Carry out the matrix multiplication.

 

[Amy-Lee]

ok I get:
-1 1-r
-2+2r -2+r²

 

[gabbagabbahey]

Right, and for $A$ to be idempotent, that must also be equal to the matrix $A$...so you want to find an $r$ such that

$$\begin{pmatrix}-1 & 1-r \\ -2+2r &-2+r^2 \end{pmatrix}=\begin{pmatrix}-1 & -1 \\ 2 &r \end{pmatrix}$$

 

[Amy-Lee]

ok thank you... do I now have to reduce it to row-echelon form, by using the Gaussian Elimination?

 

[HallsofIvy]

You don't have to. If $A^2= A$ then you must have -1= -1, -1= 1-r, -2+2r= 2 and -2+r^2= r. Are there values of r that satisfy all of those and, if so, what are they?

 

[Amy-Lee]

r= 2; r=1/2; r=-1

 

[gabbagabbahey]

r= 2; r=1/2; r=-1

r=2 works, but the other two values do not satisfy all 4 equations. (For the two matrices to be equal, all 4 of there components must be equal)

 

[Amy-Lee]

r=2 works, but the other two values do not satisfy all 4 equations. (For the two matrices to be equal, all 4 of there components must be equal)

thank you so much for your help. One last question on the topic: is a square invertible idempotent matrix also the Identity matrix?

 

[gabbagabbahey]

thank you so much for your help.
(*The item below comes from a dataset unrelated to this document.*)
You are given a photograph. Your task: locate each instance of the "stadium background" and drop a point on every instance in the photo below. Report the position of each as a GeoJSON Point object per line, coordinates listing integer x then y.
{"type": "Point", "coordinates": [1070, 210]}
One last question on the topic: is a square invertible idempotent matrix also the Identity matrix?

Well, if $A^2=A$, what can you say about $\detA$?

 

[Amy-Lee]

Well, if $A^2=A$, what can you say about $\detA$?

I don't understand the last part of what you said

 

[gabbagabbahey]

Take the determinant of both sides od the equation $A^2=A$...what do you get?